Solve for the wartime presentation equilibrium

Ukrainian officials have run more than 8,600 facial recognition searches on dead or captured Russian soldiers in the 50 days since Moscow’s invasion began, using the scans to identify bodies and contact hundreds of their families in what may be one of the most gruesome applications of the technology to date.

The country’s IT Army, a volunteer force of hackers and activists that takes its direction from the Ukrainian government, says it has used those identifications to inform the families of the deaths of 582 Russians, including by sending them photos of the abandoned corpses.

The Ukrainians champion the use of face-scanning software from the U.S. tech firm Clearview AI as a brutal but effective way to stir up dissent inside Russia, discourage other fighters and hasten an end to a devastating war.

Here is the full story.  Maybe this feels gruesome, but I am not sure we should let ourselves be led by the nose of our intuitions here.  Furthermore, we have zero information on its effectiveness, or lack thereof.  So I am not ready to have an opinion on this practice.  We all seem fine with the idea of killing, so squeamishness on the “presentation side” probably is undertheorized.

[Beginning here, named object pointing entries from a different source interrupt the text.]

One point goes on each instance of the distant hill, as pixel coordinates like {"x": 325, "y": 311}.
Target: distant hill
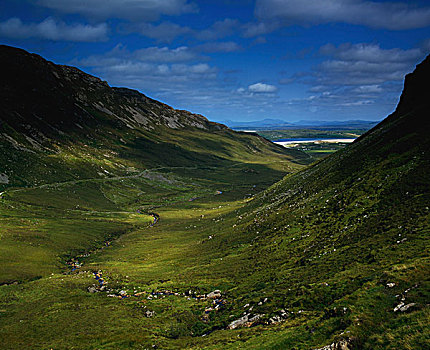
{"x": 58, "y": 123}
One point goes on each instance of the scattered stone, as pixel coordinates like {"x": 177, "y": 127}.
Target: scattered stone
{"x": 149, "y": 313}
{"x": 239, "y": 322}
{"x": 405, "y": 307}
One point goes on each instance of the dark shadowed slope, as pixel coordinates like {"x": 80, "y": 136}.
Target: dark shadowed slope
{"x": 346, "y": 240}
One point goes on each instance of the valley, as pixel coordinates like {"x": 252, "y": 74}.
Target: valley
{"x": 167, "y": 231}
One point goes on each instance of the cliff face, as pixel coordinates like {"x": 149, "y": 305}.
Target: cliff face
{"x": 37, "y": 94}
{"x": 58, "y": 123}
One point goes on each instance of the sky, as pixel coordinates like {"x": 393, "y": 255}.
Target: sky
{"x": 240, "y": 60}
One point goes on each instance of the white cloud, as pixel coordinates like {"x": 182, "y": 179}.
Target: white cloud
{"x": 50, "y": 29}
{"x": 163, "y": 32}
{"x": 388, "y": 15}
{"x": 262, "y": 88}
{"x": 141, "y": 10}
{"x": 364, "y": 64}
{"x": 228, "y": 46}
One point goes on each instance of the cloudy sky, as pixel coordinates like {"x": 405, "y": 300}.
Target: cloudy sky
{"x": 235, "y": 59}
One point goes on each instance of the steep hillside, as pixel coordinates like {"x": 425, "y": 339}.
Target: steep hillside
{"x": 345, "y": 242}
{"x": 58, "y": 123}
{"x": 332, "y": 257}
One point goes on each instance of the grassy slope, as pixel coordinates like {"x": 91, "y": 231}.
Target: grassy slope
{"x": 321, "y": 245}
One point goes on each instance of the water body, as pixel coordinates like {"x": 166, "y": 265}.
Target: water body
{"x": 284, "y": 142}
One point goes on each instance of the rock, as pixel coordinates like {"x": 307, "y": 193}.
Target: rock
{"x": 397, "y": 308}
{"x": 214, "y": 295}
{"x": 149, "y": 313}
{"x": 256, "y": 318}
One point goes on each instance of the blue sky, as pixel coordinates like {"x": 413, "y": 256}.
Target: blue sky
{"x": 236, "y": 60}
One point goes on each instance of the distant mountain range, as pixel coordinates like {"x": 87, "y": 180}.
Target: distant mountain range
{"x": 315, "y": 124}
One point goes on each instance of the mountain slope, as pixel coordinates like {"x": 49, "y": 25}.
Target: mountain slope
{"x": 332, "y": 257}
{"x": 59, "y": 124}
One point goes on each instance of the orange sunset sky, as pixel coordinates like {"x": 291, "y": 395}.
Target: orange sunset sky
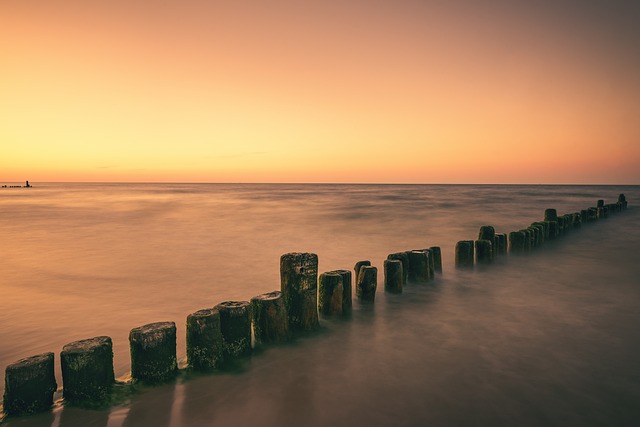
{"x": 401, "y": 91}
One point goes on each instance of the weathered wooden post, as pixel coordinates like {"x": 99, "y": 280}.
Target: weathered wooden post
{"x": 346, "y": 290}
{"x": 153, "y": 352}
{"x": 393, "y": 275}
{"x": 367, "y": 283}
{"x": 484, "y": 251}
{"x": 436, "y": 254}
{"x": 204, "y": 340}
{"x": 550, "y": 215}
{"x": 488, "y": 232}
{"x": 299, "y": 286}
{"x": 553, "y": 229}
{"x": 464, "y": 254}
{"x": 577, "y": 220}
{"x": 516, "y": 242}
{"x": 270, "y": 323}
{"x": 622, "y": 199}
{"x": 87, "y": 369}
{"x": 501, "y": 244}
{"x": 358, "y": 267}
{"x": 418, "y": 266}
{"x": 404, "y": 258}
{"x": 235, "y": 325}
{"x": 29, "y": 385}
{"x": 330, "y": 293}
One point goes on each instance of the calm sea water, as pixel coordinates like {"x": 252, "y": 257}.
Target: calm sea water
{"x": 546, "y": 339}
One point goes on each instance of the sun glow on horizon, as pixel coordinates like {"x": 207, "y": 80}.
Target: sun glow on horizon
{"x": 323, "y": 92}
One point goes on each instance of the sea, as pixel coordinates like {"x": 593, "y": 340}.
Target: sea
{"x": 547, "y": 338}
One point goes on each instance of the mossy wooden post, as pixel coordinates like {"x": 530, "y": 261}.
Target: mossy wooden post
{"x": 464, "y": 254}
{"x": 270, "y": 323}
{"x": 584, "y": 215}
{"x": 404, "y": 258}
{"x": 347, "y": 290}
{"x": 535, "y": 237}
{"x": 235, "y": 324}
{"x": 418, "y": 266}
{"x": 541, "y": 232}
{"x": 436, "y": 254}
{"x": 488, "y": 232}
{"x": 299, "y": 287}
{"x": 393, "y": 275}
{"x": 550, "y": 215}
{"x": 431, "y": 264}
{"x": 87, "y": 369}
{"x": 330, "y": 293}
{"x": 29, "y": 385}
{"x": 204, "y": 340}
{"x": 577, "y": 220}
{"x": 516, "y": 242}
{"x": 358, "y": 267}
{"x": 501, "y": 240}
{"x": 367, "y": 283}
{"x": 153, "y": 352}
{"x": 622, "y": 199}
{"x": 484, "y": 252}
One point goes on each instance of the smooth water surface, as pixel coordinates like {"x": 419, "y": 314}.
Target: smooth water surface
{"x": 544, "y": 339}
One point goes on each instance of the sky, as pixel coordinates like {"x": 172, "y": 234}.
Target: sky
{"x": 402, "y": 91}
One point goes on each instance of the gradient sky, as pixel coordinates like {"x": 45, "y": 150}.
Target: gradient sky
{"x": 320, "y": 91}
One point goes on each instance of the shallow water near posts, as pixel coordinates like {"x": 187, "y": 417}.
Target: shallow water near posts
{"x": 548, "y": 338}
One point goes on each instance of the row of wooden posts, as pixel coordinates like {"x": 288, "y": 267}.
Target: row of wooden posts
{"x": 217, "y": 336}
{"x": 491, "y": 245}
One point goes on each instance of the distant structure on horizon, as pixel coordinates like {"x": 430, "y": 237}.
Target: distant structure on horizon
{"x": 27, "y": 185}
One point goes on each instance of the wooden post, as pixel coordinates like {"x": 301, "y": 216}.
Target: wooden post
{"x": 153, "y": 352}
{"x": 393, "y": 275}
{"x": 270, "y": 324}
{"x": 418, "y": 266}
{"x": 550, "y": 215}
{"x": 204, "y": 340}
{"x": 367, "y": 283}
{"x": 330, "y": 293}
{"x": 29, "y": 385}
{"x": 346, "y": 290}
{"x": 359, "y": 266}
{"x": 436, "y": 254}
{"x": 516, "y": 242}
{"x": 404, "y": 258}
{"x": 87, "y": 369}
{"x": 464, "y": 254}
{"x": 235, "y": 324}
{"x": 484, "y": 251}
{"x": 299, "y": 286}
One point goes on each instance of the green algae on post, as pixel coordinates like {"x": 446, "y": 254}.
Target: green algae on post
{"x": 204, "y": 340}
{"x": 153, "y": 352}
{"x": 269, "y": 315}
{"x": 299, "y": 284}
{"x": 29, "y": 385}
{"x": 235, "y": 324}
{"x": 393, "y": 276}
{"x": 87, "y": 369}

I am more interested in what the next step looks like.  If this stands a chance of being effective, how might you try to “improve” the presentation?  Record death screams and send them in audio files?  A virtual reality version?  A “director’s cut” for the more committed audience members?

How about AI that scans the battlefield for fights your preferred side seems to be winning?  Then do face scans of the opposing soldiers and using internet, text, or phone calls, invite their relatives to watch the struggle.  Wouldn’t a fair number of family members click on that link?

Might some people crowdsource funding for extra footage, or shoot it themselves?  I read this (New Yorker) report about the recent Brooklyn terror attack:

Many [bystanders] also responded as no one should ever do in an active-shooter scenario—when presented with an escape route, they instead stopped to record videos.

A yet more advanced version of the footage could throw in deep fakes of some kind?  CGI?

Do you find this all more repulsive yet?  Ever watched a war movie?  We seem to accept those in full stride.  It would be weird — but perhaps a coherent view nonetheless — to think “killing fine, phony movie of killing fine, movie of real killing just terrible.”

What do you all think?

For the initial pointer I thank Maxwell.